Information uploaded on the internet can be accessed and manipulated by cyber-intruders and online predators commonly referred to as hackers. Any device connected to the Internet is susceptible to the activities of these hackers who typically operate through spam messages, phishing emails or instant messages and compromised websites. There are certain signs that manifest once your account or device gets hacked, however expert hackers try to suppress these indicators or make it seem like your devices or applications are simply malfunctioning. This article provides a guide on how to recognize these signs to curtail any consequent damages.

What is Hacking?
Hacking is an act of invading or infiltrating another person’s systems or a network to gain unauthorized access. It involves finding some security loopholes in a computer system or network in order to access information. An example of hacking is the use of a password cracking technique to gain access to information.

Who are Hackers?
Hackers are persons who invade non-consenting internet users. Hackers are unauthorized persons who gain access to your device in order to steal, alter, or delete data without your knowledge or agreement. Hacking is a criminal act. They can access your information with their knowledge of technology and invasive techniques.

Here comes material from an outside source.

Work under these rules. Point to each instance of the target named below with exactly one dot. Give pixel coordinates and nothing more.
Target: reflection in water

Even though some skilled hackers can attack your device with barely any obvious sign of infiltration, some subtle warning evidence will always show up when this happens. There is therefore a need to be watchful for these signs. The following are some of such indicators:
1. Frequent random popups.

Random popups are usually unpleasant because they slow down the processing activities of a device which gives a frustrating experience for the user. This is a robust sign that a device has been compromised by hackers. The indicator here is the receipt of random browser pop-ups from websites, social accounts, applications and software that perceive or decode that your system has been compromised.

2. Receipt of bank debits for unfamiliar transactions.
If you receive bank debits for transactions you did not make, this is an indication that your bank details have been accessed by hackers. Typically, in this instance a large sum of money is transferred often to an off-shore, foreign currency-related platform. It is a generally held position that a bank customer plays a significant role in the management of the risk around his account. Therefore it is important to freeze your accounts and contact your bank for further action immediately upon detecting an unfamiliar transaction.

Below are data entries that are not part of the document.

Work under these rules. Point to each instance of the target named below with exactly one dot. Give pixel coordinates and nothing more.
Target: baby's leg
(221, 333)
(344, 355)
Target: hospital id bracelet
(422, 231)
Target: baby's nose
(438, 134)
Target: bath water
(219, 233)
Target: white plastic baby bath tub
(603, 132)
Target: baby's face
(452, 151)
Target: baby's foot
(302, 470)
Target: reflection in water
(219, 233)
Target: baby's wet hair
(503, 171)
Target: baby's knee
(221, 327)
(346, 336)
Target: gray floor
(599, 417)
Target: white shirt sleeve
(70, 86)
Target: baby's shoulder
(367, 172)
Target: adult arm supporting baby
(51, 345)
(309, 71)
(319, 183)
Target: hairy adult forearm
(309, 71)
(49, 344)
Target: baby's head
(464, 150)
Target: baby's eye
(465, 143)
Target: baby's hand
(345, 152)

3. Unusual messages and suspicious posts on social media.

It is common place to receive broadcast messages from your contacts announcing the compromise of their account and advising non-interaction. This is because hackers gain access to devices and target close and trusted associates of the owner for scamming. Under the cover of the victim’s identity, they send malicious or deceptive links and posts to third parties. It is therefore important to regularly check your social media profiles for objectionable activities.

4. Random advertisements after installation of new software.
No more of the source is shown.